QUANDO LA GIUSTIZIA SI BASA SUI “PENTITI PER PROCURA”

giustizia

di Elena Manzini

REDAZIONE, 05 NOV – La Giustizia, si sa, in Italia è in forte “sofferenza” in tutti i sensi: tagli continui (mancano i soldi per le fotocopie in taluni tribunali o procure), mancanza di personale amministrativo, per non parlare dell’informatica materia quasi sconosciuta, mancanza di gente di Giustizia in grado di comprendere le norme dettate dal diritto italiano. Così è sempre più facile vedere in galera il poveretto che ruba per fame anzichè colui che ha truffato milioni di euro alla comunità, colui che arriva a fare rapine con false pistole perchè stritolato dai debiti contratti con gli strozzini autorizzati (che poi sono le banche) anzichè qualche buontempone della politica che a “sbaffo” e pure indagato continua a percepire l’indennità parlamentare.
E poi vi è un fenomeno che periodicamente ritorna, in certi particolari momenti ed in certe particolari zone. Quello del “Pentitismo per Procura”. Ultimamente sono talmente tanti i “pentiti di mafia” che non basta una enciclopedia di 20 volumi più gli indici per contenerne tutti i nomi. E guarda caso, senza essere chissà chi, facendosi due o tre conticini salta all’occhio che proprio quando l’Italia sta per entrare in guerra in Libia, si è in prossimità di elezioni, escono notizie su il Pinco Pallino della situazione che afferma di essere stato finanziatore, amico, pizzinaro di Matteo Messina Denaro.

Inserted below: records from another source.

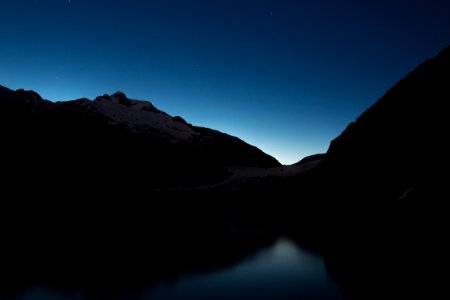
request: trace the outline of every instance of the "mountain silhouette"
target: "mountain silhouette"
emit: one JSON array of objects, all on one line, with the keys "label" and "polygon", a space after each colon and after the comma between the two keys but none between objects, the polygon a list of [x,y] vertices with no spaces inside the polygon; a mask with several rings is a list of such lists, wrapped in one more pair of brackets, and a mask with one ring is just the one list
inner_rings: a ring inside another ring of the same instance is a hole
[{"label": "mountain silhouette", "polygon": [[33,178],[38,188],[38,182],[85,180],[148,191],[214,183],[228,176],[227,166],[280,165],[236,137],[192,126],[122,92],[53,103],[0,87],[0,131],[9,180]]}]

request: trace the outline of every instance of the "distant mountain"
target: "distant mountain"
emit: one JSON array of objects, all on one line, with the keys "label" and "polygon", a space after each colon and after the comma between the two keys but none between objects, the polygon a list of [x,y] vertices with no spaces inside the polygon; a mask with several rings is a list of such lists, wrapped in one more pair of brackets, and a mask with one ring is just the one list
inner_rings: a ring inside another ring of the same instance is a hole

Quest’ultimo sembra essere diventato “l’uomo per tutte le occasioni” quando si deve deviare l’attenzione delle persone da altro o lanciare dei messaggi subliminali. Mettiamoci pure una certa parte di giornalisti che ovviamente devono procedere di ricamo per scrivere sulla “Primula Rossa” di Castelvetrano….si sa i lettori vanno alla ricerca dei particolari e più conditi sono meglio si vende. Il problema però è un altro. Il continuo “Pentitismo per Procura” non ha fatto altro che creare una sorta di mito pericoloso e fuorviante a cui tante persone guardano con estremo interesse e quasi con ammirazione.

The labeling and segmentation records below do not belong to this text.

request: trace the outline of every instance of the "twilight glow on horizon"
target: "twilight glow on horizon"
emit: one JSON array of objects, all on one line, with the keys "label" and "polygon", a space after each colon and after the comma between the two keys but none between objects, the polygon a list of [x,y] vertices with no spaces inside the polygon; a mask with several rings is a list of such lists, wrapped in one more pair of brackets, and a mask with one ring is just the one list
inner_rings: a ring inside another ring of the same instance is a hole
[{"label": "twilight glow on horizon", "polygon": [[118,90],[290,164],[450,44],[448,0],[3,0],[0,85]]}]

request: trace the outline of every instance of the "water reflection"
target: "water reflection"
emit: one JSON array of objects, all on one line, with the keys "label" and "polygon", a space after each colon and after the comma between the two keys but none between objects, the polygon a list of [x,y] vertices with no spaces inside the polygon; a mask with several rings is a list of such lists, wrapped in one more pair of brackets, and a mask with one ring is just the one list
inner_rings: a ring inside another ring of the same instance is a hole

In certe zone d’Italia, vista la penuria di occupazione, essere un “pentito per Procura” è anche vantaggioso, se “si tiene famiglia”: la famiglia viene mantenuta con tutti annessi e connessi a spese dell’intera comunità. Poi ogni tanto per alzare la posta si fa una ritrattazione e la telenovela continua. Possibile però che a nessuno sia mai venuto in mente come mai certi pentiti o loro famigliari, schierati contro la Mafia ( e qui ci sarebbe molto da dire sul fenomeno perchè la Mafia non è solo una o meglio ci sono delle variazioni sul tema) e così propensi a parlare con i magistrati possano godere di capitali di grandi entità? O si possano permettere atteggiamenti strafottenti ricorrendo proprio al parente pentito?

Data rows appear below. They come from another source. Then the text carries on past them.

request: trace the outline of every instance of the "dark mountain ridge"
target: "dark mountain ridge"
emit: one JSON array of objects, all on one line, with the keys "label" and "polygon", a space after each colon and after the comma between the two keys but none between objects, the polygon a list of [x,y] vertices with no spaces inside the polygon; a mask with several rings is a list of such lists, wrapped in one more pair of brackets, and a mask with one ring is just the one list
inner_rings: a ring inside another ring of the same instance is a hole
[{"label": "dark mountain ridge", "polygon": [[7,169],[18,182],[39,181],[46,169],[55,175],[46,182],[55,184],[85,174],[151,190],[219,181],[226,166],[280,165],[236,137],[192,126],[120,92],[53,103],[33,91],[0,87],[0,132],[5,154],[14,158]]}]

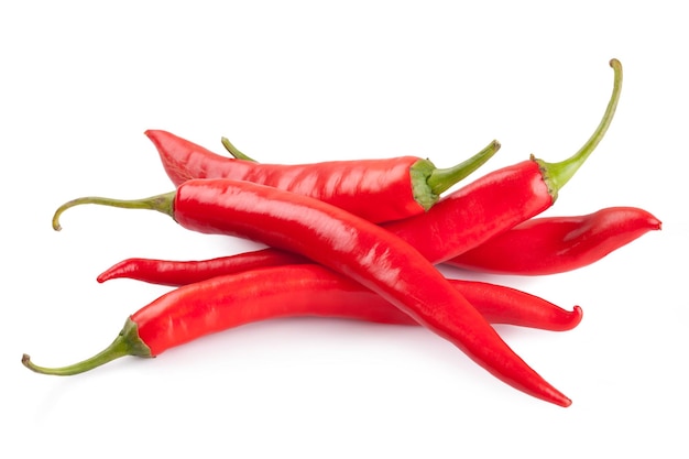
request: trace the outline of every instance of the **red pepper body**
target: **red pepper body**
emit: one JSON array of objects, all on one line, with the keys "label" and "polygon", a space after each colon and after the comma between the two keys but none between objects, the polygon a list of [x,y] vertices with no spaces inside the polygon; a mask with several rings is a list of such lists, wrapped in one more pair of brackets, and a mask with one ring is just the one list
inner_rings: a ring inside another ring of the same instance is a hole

Il meglio del “Pentitismo per Procura” esce quando, certi magistrati non sanno più che pesci pigliare e mettersi a fare indagini serie costerebbe troppo tempo e fatica, nonchè il rischio di pestare i piedi sbagliati: ecco che grazie al pentito, a qualche giornalista “compiacente”, si crea il “mostro”. In fondo ci vuole poco: due pirla, due affermazioni, una persona un po’ sopra le righe ed il gioco è fatto. E così ci si può ritrovare dall’oggi al domani da semplice cittadino (che magari ha conosciuto e parlato con la Messina Denaro, come la gran parte della gente di Castelvetrano quando tutti beneficiavano dei suoi soldi) si diventi il “pezzo da 90” da sbattere in galera per fare bella figura e sottoporre alle più spietate angherie, applicando (in maniera decisamente subdola) il famigerato 41-bis o “carcere duro” ( legge 7 agosto 1992, n. 356, comma 2-quater ).